Wer bist Du und wie beschreibst Du Deinen Drive im Bereich digitaler Medizin, Deine Rolle?

Mein Name ist Karl Braun und ich arbeite als Unfallchirurg an der Charité in Berlin. Mein Ansporn ist es zusammen mit meinen Kolleginnen und Kollegen, die bestmögliche Patientenversorgung rund um die Uhr für unsere meist unfreiwillig zu Schaden gekommenen Patienten zu gewährleisten und zu verbessern. Hierfür spielt die Digitalisierung eine entscheidende Rolle. Sie hilft und augmentiert bei knapper werdenden Ressourcen u.a. die komplexe OP-Planung, assistiert bei der Verletzungsanalyse und kann durch die Verarbeitung großer Datensätze zur Entwicklung neuer Behandlungsalgorithmen entscheidend die Medizin von heute verbessern.

Was ist Dein USP, Dein Alleinstellungsmerkmal?

Mein USP ist zum Glück kein Alleinstellungsmerkmal, denn gute Medizin funktioniert nur Fächer- und Berufsgruppen übergreifend – also gemeinsam. Um das „wir“ jedoch einfacher und effizienter zu steuern, nutzen wir an der Charité u.a. die digitale Patientenakte über Checkpad (IPad basiert). Pflege und Ärzte können so digital kommunizieren, Anordnungen einsehen, Laborwerte graphisch darstellen, etc.. Dadurch erreichen wir eine deutliche Reduktion in der Dokumentation und erhöhen gleichzeitig die Behandlungsqualität.

Wo siehst Du die größten Chancen und das größte Potenzial in der Digitalisierung der Gesundheit? Wieso?

Aus meiner Sicht liegt das größte Potential in der Augmentation des Arztes bzw. der Pflege. Künstliche Intelligenz, die besondere Situationen parallel zum Arzt analysiert und ihn auf möglich Abweichungen hinweist, wie z.B. in Analysetools in der Radiologie, werden die Patientensicherheit deutlich verbessern. Gleiches gilt auch im Stationsalltag, wenn die angeordneten Medikamente umgehend auf unerwünschte Interaktionen geprüft werden. Eine weitere große Chance der digitalen Medizin ist die Wissensvermittlung. Internationale Standards zur Behandlung können so rasch in die Fläche getragen werden – oder auch einfach nur zwei Stockwerke höher in die andere Fachabteilung.

Wo konkret siehst Du das größte Marktpotenzial in der digitalen Gesundheit in den kommenden Jahren und wieso?

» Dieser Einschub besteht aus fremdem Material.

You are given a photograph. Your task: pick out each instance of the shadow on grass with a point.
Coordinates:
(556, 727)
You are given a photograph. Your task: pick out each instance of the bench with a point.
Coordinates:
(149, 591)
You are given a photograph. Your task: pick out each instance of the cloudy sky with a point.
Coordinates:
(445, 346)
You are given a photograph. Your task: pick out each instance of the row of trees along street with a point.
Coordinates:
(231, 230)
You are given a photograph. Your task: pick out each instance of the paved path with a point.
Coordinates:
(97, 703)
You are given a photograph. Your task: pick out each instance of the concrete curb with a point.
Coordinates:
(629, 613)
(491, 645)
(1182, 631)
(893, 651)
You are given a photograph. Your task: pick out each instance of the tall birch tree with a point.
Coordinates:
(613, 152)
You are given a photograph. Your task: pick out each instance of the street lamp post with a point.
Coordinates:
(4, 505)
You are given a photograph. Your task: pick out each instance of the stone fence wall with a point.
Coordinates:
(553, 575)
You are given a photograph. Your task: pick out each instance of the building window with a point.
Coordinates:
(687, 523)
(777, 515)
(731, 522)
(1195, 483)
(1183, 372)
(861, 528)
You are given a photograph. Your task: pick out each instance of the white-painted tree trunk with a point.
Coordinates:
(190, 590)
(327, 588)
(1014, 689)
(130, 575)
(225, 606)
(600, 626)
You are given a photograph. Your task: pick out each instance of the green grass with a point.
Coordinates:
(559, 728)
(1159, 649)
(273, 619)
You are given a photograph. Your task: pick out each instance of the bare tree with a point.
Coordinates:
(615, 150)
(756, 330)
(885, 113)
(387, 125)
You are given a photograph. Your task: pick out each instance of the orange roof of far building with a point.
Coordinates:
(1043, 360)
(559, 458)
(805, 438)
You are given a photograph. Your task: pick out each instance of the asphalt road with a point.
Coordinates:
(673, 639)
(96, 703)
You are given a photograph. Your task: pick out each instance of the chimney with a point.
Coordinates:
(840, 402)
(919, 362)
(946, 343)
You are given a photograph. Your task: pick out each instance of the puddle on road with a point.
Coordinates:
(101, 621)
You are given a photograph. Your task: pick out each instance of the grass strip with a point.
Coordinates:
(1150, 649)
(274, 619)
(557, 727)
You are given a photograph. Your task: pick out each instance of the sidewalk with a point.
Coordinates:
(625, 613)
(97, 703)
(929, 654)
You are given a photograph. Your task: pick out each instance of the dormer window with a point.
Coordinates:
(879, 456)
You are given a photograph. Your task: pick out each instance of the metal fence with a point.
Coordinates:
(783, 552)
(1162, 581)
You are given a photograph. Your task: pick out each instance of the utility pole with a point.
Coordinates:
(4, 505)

Es fällt mir schwer, das eine große Marktpotential zu nennen. Der Gesundheitssektor wird, kann und muss in vielen Bereichen digitaler werden. Im Endeffekt brauchen wir aber zunächst eine digitale Patientenstammakte, auf deren Basis dann eine Vielzahl verschiedener Anwendungen genutzt werden kann. Das Wirrwarr der aktuell verfügbaren Insellösungen einzelner Kliniken und Praxen, stellt alle Anwender vor ein Schnittstellenproblem. Insgesamt sehe ich jedoch im Hintergrund mitanalysierende Algorithmen in der Patientenbehandlung als klare Zukunftsverbesserung. Weiterhin werden Programme, die die verschiedenen Beteiligten an einer Behandlung schnell und effizient vernetzen, elementar. Die Medizin wird zunehmend spezialisierter, daher muss sich dies auch im Miteinander zeigen.

Was ist Dein konkreter Ratschlag an Gründer und Investoren im Bereich digital health?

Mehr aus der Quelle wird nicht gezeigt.